Lumen-Apposing Metal Stents

Technique

LAMS can be used in an off-label manner to treat gastric anastomotic strictures using the same technique described above for EAS.63  (Figure 3) While operator dependent, Skidmore et al. described a case series of 14 patients where pre-stent dilation was avoided with the goal of reducing stent migration.

Efficacy

Clinical success using LAMS ranges from 60-100% across many studies including a retrospective cohort study of 109 patients performed by Mahmoud et al. who reported 98.4% of patients were asymptomatic at 30 days.63,64,65,66,67,68  However, stricture recurrence requiring re-intervention occurred in approximately half of patients.68

Adverse Events

Stent migration occurred in 10-27.3% of patients.64,67,68 Chest pain was experienced by as many as 10-14% of patients.64,68 Mahmoud et al. reported bleeding in 3.9% of patients.68 Only one perforation was reported out of 154 total patients across all studies.64,65,66,67,68

Conclusion

Treatment of esophageal and gastric anastomotic strictures remains a significant challenge despite advancement in therapeutic endoscopic options.
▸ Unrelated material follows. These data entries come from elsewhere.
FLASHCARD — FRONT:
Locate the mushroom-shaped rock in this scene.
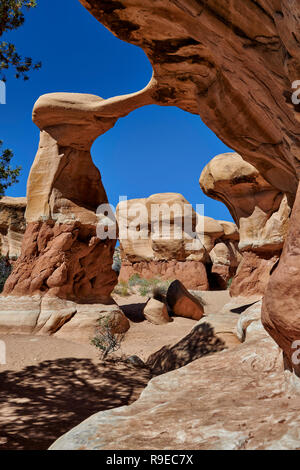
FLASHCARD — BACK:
[200,153,290,296]
[116,193,209,290]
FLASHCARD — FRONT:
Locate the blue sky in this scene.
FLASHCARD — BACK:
[0,0,232,220]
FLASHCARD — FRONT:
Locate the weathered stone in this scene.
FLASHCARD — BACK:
[51,338,294,450]
[200,153,290,296]
[143,299,171,325]
[167,280,204,320]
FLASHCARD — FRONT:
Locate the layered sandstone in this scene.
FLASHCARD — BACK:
[74,0,300,376]
[116,193,240,290]
[116,193,210,290]
[200,153,290,296]
[0,196,26,258]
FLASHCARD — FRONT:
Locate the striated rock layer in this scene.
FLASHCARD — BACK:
[75,0,300,374]
[50,337,300,450]
[117,193,241,290]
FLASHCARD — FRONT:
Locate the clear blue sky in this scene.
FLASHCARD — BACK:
[0,0,232,220]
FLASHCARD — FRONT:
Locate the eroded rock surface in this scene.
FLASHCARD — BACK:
[117,193,241,291]
[51,337,300,450]
[117,193,210,290]
[0,196,26,258]
[200,153,291,296]
[75,0,300,374]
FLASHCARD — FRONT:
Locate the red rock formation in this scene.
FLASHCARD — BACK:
[75,0,300,372]
[200,153,290,297]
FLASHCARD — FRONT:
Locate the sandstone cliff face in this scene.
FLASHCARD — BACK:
[80,0,300,194]
[0,196,26,258]
[116,193,208,290]
[200,153,291,296]
[80,0,300,370]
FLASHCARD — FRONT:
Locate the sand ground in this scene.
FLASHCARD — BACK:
[0,292,229,450]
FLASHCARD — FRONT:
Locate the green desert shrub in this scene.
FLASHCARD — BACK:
[114,281,131,297]
[91,317,125,360]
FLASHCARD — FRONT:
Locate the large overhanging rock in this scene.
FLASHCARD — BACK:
[0,196,26,259]
[200,153,290,296]
[0,89,162,331]
[80,0,300,194]
[116,193,240,290]
[116,193,208,290]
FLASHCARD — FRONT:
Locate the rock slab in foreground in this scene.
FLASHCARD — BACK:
[51,338,300,450]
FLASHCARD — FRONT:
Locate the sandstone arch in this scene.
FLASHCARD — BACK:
[73,0,300,378]
[2,0,300,374]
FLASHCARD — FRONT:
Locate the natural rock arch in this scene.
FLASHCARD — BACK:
[74,0,300,382]
[1,0,300,378]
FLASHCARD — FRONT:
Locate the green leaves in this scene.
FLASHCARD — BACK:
[0,140,21,197]
[0,0,41,81]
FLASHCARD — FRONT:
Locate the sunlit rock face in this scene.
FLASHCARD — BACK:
[116,193,208,290]
[0,196,26,259]
[200,153,291,297]
[80,0,300,194]
[80,0,300,372]
[117,193,241,290]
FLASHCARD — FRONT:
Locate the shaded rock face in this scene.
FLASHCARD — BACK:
[0,196,26,258]
[200,153,291,296]
[167,280,204,320]
[146,322,225,375]
[117,193,240,290]
[51,337,300,450]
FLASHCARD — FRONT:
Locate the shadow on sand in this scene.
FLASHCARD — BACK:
[0,358,151,450]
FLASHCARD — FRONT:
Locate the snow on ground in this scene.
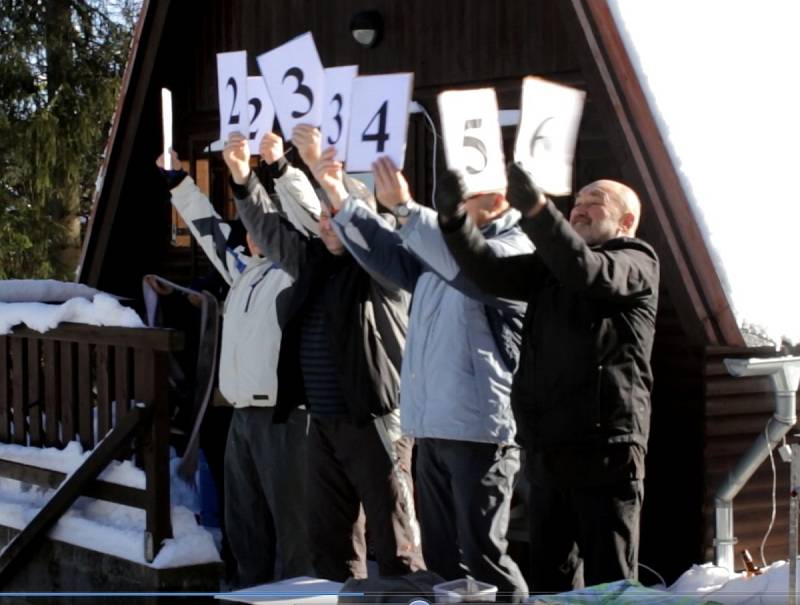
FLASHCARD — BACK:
[0,442,220,569]
[0,293,144,334]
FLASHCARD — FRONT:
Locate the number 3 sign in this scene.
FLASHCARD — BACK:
[438,88,506,195]
[347,73,414,172]
[257,32,325,139]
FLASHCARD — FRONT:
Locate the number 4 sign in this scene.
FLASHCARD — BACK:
[347,73,414,172]
[438,88,506,195]
[217,50,248,143]
[514,77,586,195]
[257,32,325,139]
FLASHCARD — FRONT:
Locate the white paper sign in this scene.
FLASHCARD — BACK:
[161,88,174,170]
[438,88,506,195]
[346,73,414,172]
[217,50,247,141]
[514,77,586,195]
[321,65,358,162]
[257,32,325,139]
[247,76,275,155]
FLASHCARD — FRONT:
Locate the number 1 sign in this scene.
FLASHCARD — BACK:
[217,50,248,143]
[514,77,586,195]
[347,73,414,172]
[438,88,506,195]
[257,32,325,139]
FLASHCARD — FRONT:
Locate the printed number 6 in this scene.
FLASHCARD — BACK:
[463,118,489,174]
[281,67,314,118]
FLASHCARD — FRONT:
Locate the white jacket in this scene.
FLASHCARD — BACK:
[171,177,304,408]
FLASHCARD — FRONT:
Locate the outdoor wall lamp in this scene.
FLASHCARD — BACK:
[350,10,383,48]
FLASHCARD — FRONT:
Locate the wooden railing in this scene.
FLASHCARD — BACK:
[0,324,183,561]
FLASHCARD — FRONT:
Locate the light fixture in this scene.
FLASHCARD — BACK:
[350,10,383,48]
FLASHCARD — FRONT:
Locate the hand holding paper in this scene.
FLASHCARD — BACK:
[222,132,250,185]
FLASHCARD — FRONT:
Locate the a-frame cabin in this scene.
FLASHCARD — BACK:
[80,0,788,581]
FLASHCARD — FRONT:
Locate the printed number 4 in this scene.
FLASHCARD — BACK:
[361,101,389,153]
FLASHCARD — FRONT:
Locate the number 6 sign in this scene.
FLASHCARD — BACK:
[514,77,586,195]
[438,88,506,195]
[257,32,325,139]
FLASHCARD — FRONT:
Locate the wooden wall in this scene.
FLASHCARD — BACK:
[83,0,785,581]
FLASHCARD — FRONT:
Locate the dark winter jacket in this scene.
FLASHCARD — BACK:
[443,202,659,481]
[233,174,409,424]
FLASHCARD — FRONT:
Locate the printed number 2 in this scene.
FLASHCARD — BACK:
[328,92,343,145]
[282,67,314,118]
[225,77,239,124]
[248,97,261,141]
[361,101,389,153]
[463,118,489,174]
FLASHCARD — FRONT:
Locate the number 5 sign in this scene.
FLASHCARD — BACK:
[438,88,506,195]
[514,77,586,195]
[257,32,325,139]
[347,73,414,172]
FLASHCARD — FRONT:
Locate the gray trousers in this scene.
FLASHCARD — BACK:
[416,438,528,601]
[308,414,425,582]
[225,407,314,587]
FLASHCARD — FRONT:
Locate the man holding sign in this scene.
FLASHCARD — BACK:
[440,164,659,592]
[314,143,532,601]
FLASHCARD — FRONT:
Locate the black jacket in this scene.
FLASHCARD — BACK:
[233,174,409,424]
[443,202,659,478]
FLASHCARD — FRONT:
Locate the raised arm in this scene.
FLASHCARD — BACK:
[156,151,239,285]
[508,164,659,299]
[222,133,308,278]
[304,148,422,292]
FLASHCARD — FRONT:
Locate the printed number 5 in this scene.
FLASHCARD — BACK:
[281,67,314,118]
[464,118,489,174]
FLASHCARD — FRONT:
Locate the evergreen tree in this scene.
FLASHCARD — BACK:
[0,0,140,280]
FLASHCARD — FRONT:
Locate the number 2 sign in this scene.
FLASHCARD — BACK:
[438,88,506,195]
[514,77,586,195]
[257,32,325,139]
[347,73,414,172]
[217,50,248,142]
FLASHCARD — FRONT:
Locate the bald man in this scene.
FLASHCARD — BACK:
[439,164,659,593]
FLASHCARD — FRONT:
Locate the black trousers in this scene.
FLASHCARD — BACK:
[417,438,528,602]
[308,414,425,582]
[530,478,644,593]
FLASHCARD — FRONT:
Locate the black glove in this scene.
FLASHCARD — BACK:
[434,170,467,223]
[158,168,189,189]
[506,162,544,216]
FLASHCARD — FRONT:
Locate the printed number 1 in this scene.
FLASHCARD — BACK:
[361,101,389,153]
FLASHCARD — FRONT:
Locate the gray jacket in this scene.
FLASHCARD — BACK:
[333,196,533,444]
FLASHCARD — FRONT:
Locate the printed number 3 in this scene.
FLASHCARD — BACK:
[281,67,314,118]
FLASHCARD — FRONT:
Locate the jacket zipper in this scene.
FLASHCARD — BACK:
[244,265,275,313]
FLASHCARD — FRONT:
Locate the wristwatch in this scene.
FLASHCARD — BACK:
[392,202,411,218]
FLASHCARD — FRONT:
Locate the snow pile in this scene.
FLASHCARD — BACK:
[0,442,220,569]
[0,293,144,334]
[669,561,789,605]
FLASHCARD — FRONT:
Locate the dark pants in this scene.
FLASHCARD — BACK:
[308,415,425,582]
[530,479,644,592]
[225,407,314,586]
[416,439,528,601]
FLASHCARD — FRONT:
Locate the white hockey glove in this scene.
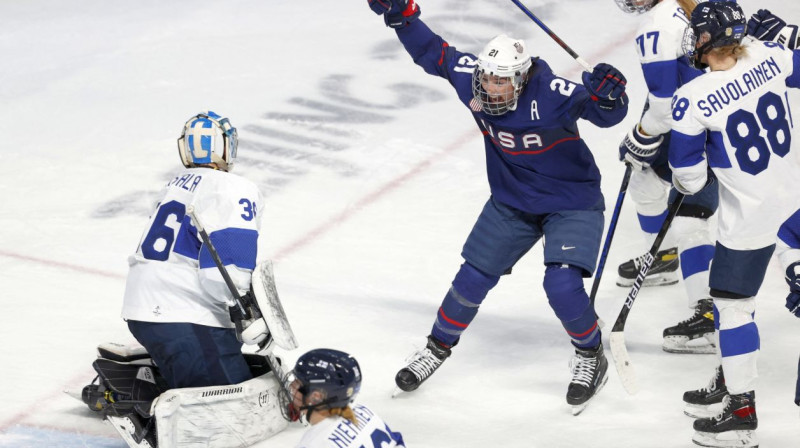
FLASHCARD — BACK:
[619,123,664,171]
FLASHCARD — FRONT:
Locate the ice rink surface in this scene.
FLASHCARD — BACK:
[0,0,800,448]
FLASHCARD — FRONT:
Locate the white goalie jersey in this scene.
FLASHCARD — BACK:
[122,168,261,328]
[669,38,800,250]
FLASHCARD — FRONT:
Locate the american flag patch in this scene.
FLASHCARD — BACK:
[469,98,483,112]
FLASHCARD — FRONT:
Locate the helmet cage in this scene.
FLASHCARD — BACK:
[614,0,657,14]
[472,34,533,115]
[178,111,239,171]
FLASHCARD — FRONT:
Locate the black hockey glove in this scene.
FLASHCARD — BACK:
[747,9,798,50]
[228,291,269,345]
[619,123,664,171]
[786,261,800,317]
[367,0,420,28]
[581,63,627,109]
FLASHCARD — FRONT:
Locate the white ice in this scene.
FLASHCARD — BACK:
[0,0,800,448]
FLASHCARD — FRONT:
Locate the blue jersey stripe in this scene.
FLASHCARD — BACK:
[719,322,761,358]
[199,228,258,270]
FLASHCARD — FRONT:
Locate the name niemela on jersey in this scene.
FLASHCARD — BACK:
[328,406,375,448]
[697,57,782,117]
[167,173,203,193]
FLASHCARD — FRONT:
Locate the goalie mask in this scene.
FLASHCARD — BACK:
[683,1,747,70]
[614,0,658,14]
[472,34,533,115]
[281,348,361,421]
[178,111,239,171]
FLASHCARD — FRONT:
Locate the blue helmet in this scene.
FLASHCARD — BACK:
[178,111,239,171]
[293,348,361,408]
[683,1,747,68]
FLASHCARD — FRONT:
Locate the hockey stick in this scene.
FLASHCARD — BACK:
[589,163,633,305]
[608,193,684,394]
[511,0,592,72]
[186,206,285,382]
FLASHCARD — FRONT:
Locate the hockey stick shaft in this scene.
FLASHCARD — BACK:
[511,0,592,72]
[611,193,684,332]
[186,206,251,318]
[589,163,633,305]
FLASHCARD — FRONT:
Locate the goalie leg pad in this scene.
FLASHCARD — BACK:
[153,373,289,448]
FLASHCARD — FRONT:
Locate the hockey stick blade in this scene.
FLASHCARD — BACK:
[608,331,639,395]
[252,260,298,350]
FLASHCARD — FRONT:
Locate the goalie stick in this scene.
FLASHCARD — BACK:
[608,193,684,395]
[186,206,297,384]
[511,0,592,72]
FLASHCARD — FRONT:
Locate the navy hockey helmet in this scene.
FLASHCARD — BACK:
[178,111,239,171]
[293,348,361,408]
[614,0,658,13]
[683,1,747,68]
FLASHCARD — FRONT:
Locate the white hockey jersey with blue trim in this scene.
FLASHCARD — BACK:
[122,168,261,328]
[669,38,800,250]
[297,405,405,448]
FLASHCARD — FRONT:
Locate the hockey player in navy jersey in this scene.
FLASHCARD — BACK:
[615,0,719,353]
[669,2,800,447]
[369,0,628,413]
[122,112,267,388]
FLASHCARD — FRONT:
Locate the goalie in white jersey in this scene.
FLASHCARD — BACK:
[669,2,800,447]
[286,348,405,448]
[122,112,267,388]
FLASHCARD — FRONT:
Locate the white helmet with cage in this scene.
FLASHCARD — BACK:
[614,0,658,14]
[178,111,239,171]
[472,34,533,115]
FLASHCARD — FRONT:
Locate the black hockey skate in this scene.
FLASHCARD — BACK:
[567,344,608,415]
[617,247,680,288]
[683,366,728,418]
[662,299,717,354]
[392,336,450,396]
[692,391,758,448]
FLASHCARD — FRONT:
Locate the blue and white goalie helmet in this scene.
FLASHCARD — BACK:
[178,111,239,171]
[614,0,658,14]
[472,34,533,115]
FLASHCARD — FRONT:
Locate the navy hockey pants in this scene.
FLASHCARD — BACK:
[128,320,252,389]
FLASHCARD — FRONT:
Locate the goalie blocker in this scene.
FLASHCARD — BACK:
[76,344,289,448]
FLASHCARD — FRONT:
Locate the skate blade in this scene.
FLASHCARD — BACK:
[683,402,724,418]
[572,373,608,417]
[661,333,717,355]
[617,273,678,288]
[106,416,154,448]
[692,430,758,448]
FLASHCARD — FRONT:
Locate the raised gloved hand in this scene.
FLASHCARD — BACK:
[786,261,800,317]
[581,63,627,101]
[619,123,664,171]
[747,9,786,40]
[367,0,420,28]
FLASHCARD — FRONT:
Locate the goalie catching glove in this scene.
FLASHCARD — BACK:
[619,123,664,171]
[228,292,269,345]
[367,0,420,28]
[747,9,798,50]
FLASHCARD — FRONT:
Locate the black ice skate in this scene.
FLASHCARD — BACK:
[662,299,717,354]
[692,391,758,448]
[392,336,450,397]
[683,366,728,418]
[617,247,680,288]
[567,344,608,415]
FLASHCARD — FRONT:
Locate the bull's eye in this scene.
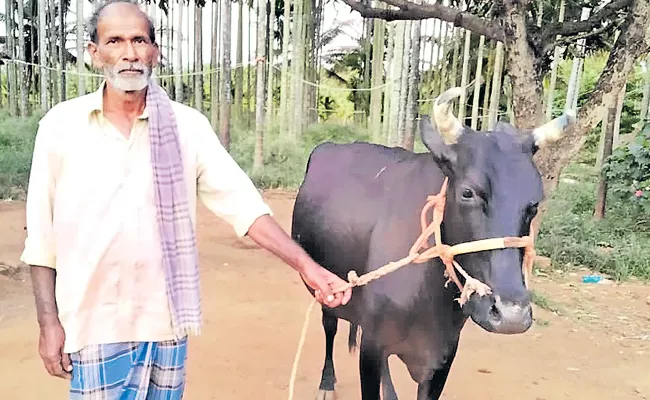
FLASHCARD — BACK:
[462,189,474,200]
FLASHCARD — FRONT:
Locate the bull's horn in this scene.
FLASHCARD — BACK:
[533,110,576,149]
[433,87,466,143]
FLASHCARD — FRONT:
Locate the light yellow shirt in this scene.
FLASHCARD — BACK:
[21,85,271,352]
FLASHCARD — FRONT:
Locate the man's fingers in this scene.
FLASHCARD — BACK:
[45,358,70,379]
[61,353,72,373]
[343,288,352,305]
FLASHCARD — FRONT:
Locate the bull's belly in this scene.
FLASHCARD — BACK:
[375,310,462,383]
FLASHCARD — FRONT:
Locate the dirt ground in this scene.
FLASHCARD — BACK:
[0,192,650,400]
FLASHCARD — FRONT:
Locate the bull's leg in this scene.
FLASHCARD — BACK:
[318,307,338,400]
[381,357,398,400]
[417,344,458,400]
[359,334,385,400]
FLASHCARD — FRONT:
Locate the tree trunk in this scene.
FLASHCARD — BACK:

For esophageal anastomotic strictures, bougie and endoscopic balloon dilation remain first-line therapy despite high recurrence rates which are improved with adjunctive steroid injection. Other modalities include stent placement with SEMS, LAMS, or BDS, each with varying degrees of efficacy and adverse events, as well as endoscopic incisional therapy. Endoscopic management options for gastric anastomotic strictures are similar including endoscopic balloon dilation, if technically feasible based on stricture location, and stent placement with SEMS or LAMS.